Volumes assume steady availability and do not account for illness, travel, or fatigue markers. Adjust using HRV and perceived exertion before executing the plan.
Examples
- 9.5 h/week for 12 weeks, 20% high intensity, 0.75 h high sessions, 1.5 h low sessions, 1 taper week ⇒ Weekly target 7.60 h low (5 sessions) and 1.90 h high (3 sessions), keeping an 80/20 split. One taper week at 60% yields 88.16 h low + 22.04 h high (110.20 h overall). ACWR ≈ 1.03.
- 6 h/week for 8 weeks, 15% high intensity, default session lengths, no taper ⇒ Weekly target 5.10 h low (3 sessions) and 0.90 h high (1 session). Block total 40.80 h low + 7.20 h high (48.00 h overall). ACWR ≈ 1.00.
FAQ
How should I round the session counts?
Use the displayed rounded counts as a baseline, then adjust to your actual weekly schedule. For example, combine two shorter recovery runs into one cross-training session if needed.
Can I bias more threshold work during race prep?
Increase the high-intensity share field from 20% to 25–30% for short blocks, and reduce taper weeks to maintain overall freshness.
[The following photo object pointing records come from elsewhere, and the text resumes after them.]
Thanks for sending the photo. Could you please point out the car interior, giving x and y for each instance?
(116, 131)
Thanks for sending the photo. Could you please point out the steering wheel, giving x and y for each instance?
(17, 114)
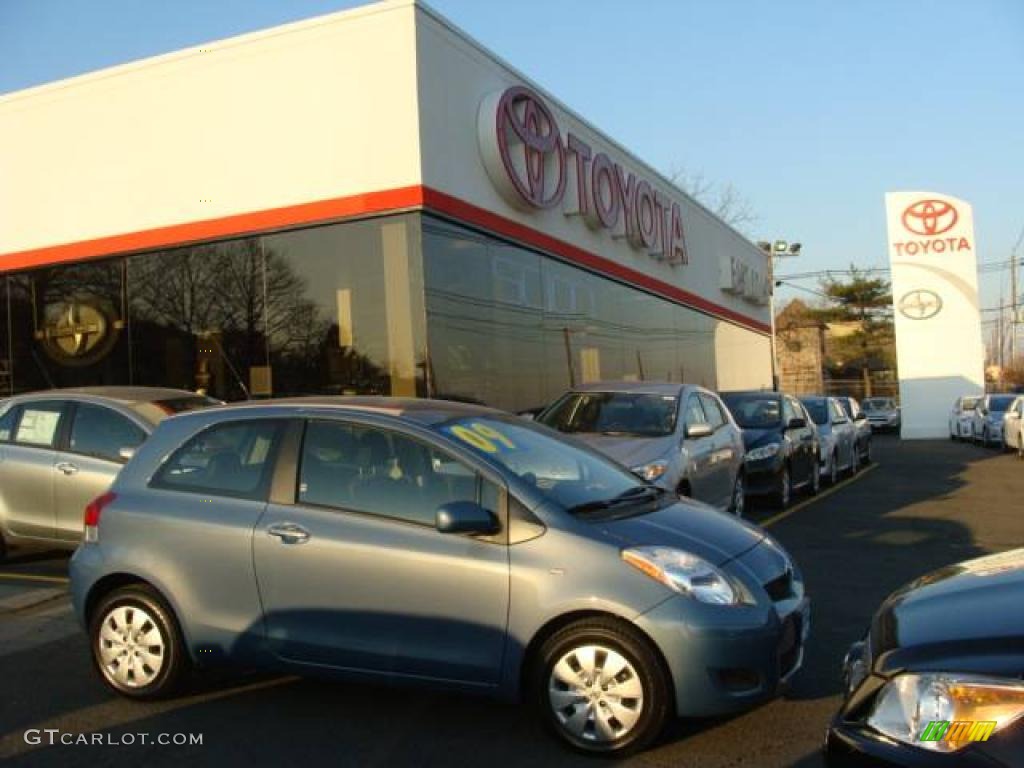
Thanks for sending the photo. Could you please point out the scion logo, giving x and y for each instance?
(930, 217)
(77, 333)
(920, 304)
(530, 147)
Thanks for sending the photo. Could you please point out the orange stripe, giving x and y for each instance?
(389, 201)
(242, 223)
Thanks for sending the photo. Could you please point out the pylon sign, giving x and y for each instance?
(939, 347)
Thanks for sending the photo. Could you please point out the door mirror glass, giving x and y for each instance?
(466, 517)
(698, 430)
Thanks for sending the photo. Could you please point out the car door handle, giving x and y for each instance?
(289, 532)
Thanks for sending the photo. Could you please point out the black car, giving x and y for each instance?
(781, 444)
(939, 680)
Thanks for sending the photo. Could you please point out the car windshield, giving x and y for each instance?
(1001, 402)
(755, 411)
(878, 403)
(567, 474)
(818, 411)
(635, 414)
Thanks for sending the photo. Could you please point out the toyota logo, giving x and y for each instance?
(530, 147)
(930, 217)
(920, 304)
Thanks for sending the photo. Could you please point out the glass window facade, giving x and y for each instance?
(403, 305)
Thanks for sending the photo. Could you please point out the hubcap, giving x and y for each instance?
(131, 647)
(596, 694)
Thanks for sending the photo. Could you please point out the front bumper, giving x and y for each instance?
(728, 658)
(763, 476)
(850, 741)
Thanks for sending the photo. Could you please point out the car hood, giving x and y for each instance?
(966, 605)
(630, 452)
(757, 437)
(688, 525)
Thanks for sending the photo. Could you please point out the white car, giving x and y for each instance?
(1013, 427)
(989, 416)
(962, 418)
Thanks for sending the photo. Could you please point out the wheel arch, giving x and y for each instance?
(562, 621)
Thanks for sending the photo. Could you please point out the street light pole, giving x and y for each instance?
(776, 249)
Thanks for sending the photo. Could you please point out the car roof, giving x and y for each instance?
(422, 410)
(640, 387)
(126, 395)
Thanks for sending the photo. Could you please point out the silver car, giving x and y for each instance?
(437, 544)
(838, 436)
(989, 416)
(678, 436)
(962, 417)
(1013, 427)
(59, 449)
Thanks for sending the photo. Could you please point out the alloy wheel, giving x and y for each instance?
(131, 648)
(596, 694)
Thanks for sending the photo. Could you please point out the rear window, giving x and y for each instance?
(233, 459)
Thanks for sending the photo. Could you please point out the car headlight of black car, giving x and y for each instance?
(944, 712)
(765, 452)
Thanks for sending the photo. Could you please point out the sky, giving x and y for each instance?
(811, 109)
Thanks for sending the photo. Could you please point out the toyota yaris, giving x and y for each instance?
(435, 543)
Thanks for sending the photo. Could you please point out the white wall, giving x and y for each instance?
(311, 111)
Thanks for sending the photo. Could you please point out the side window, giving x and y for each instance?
(232, 459)
(791, 411)
(38, 425)
(694, 412)
(384, 473)
(712, 411)
(101, 432)
(7, 422)
(837, 411)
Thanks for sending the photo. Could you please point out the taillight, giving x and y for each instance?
(92, 512)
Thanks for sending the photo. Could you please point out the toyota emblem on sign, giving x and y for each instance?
(530, 147)
(930, 217)
(920, 304)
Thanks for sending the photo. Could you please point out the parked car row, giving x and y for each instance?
(991, 420)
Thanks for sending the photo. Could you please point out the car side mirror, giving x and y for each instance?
(466, 517)
(698, 430)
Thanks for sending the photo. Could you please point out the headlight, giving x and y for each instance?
(765, 452)
(686, 573)
(652, 471)
(945, 712)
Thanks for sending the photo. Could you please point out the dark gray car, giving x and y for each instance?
(434, 543)
(679, 436)
(60, 448)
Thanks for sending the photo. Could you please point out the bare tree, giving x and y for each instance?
(724, 200)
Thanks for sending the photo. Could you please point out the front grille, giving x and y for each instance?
(780, 588)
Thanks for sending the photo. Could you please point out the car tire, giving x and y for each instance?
(570, 671)
(784, 493)
(737, 504)
(152, 671)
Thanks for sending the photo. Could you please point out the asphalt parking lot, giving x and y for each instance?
(923, 505)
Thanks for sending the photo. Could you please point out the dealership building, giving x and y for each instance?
(368, 202)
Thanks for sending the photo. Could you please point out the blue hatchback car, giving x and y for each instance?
(436, 543)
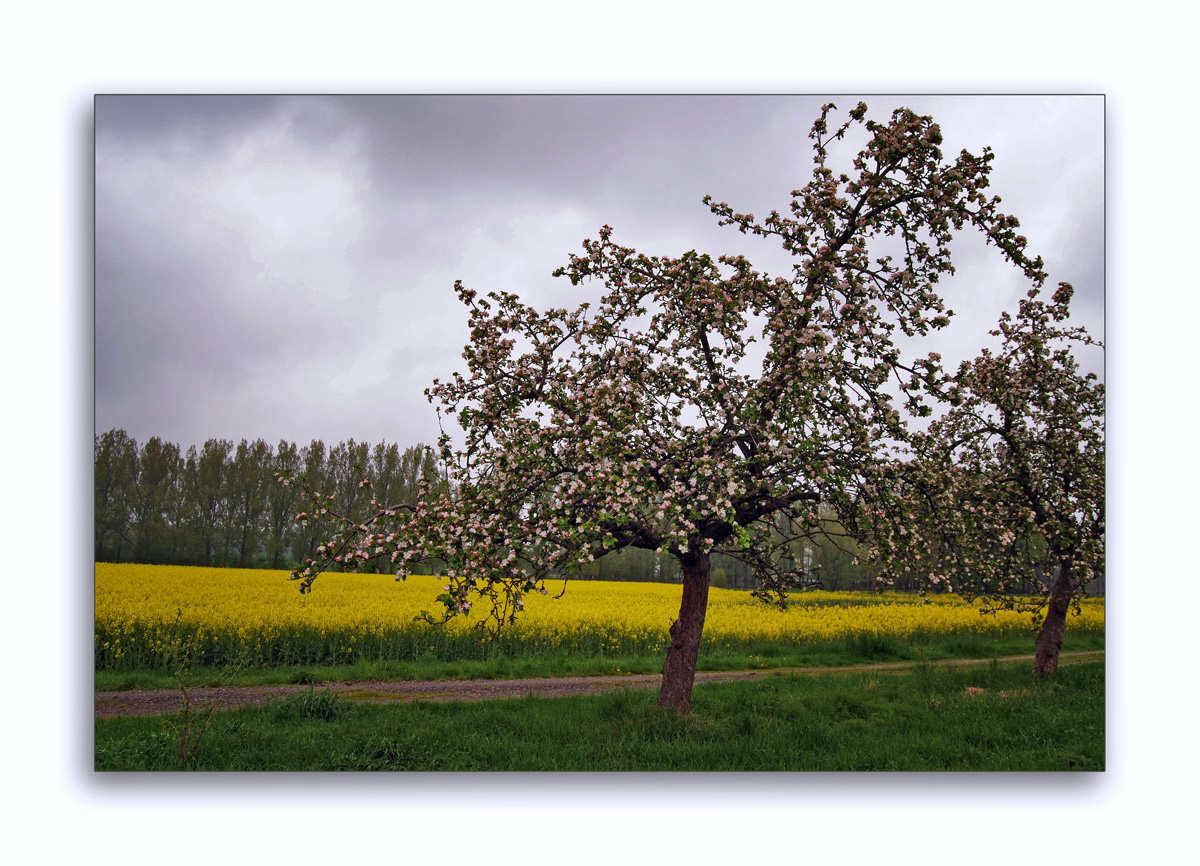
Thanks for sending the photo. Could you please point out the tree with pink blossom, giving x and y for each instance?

What if I include strength training?
Add the strength time to your weekly availability and treat lifting sessions as high intensity if they meaningfully tax recovery; otherwise, leave them in the low-intensity bucket.
Additional Information
- The polarised 80/20 framework keeps roughly 80% of training time below lactate threshold and 20% at or above it.
- Acute:Chronic workload ratio compares the planned week with the rolling average load of the block to flag spikes.
- Taper weeks apply a 40% reduction to both low- and high-intensity volume while keeping the session ratio intact.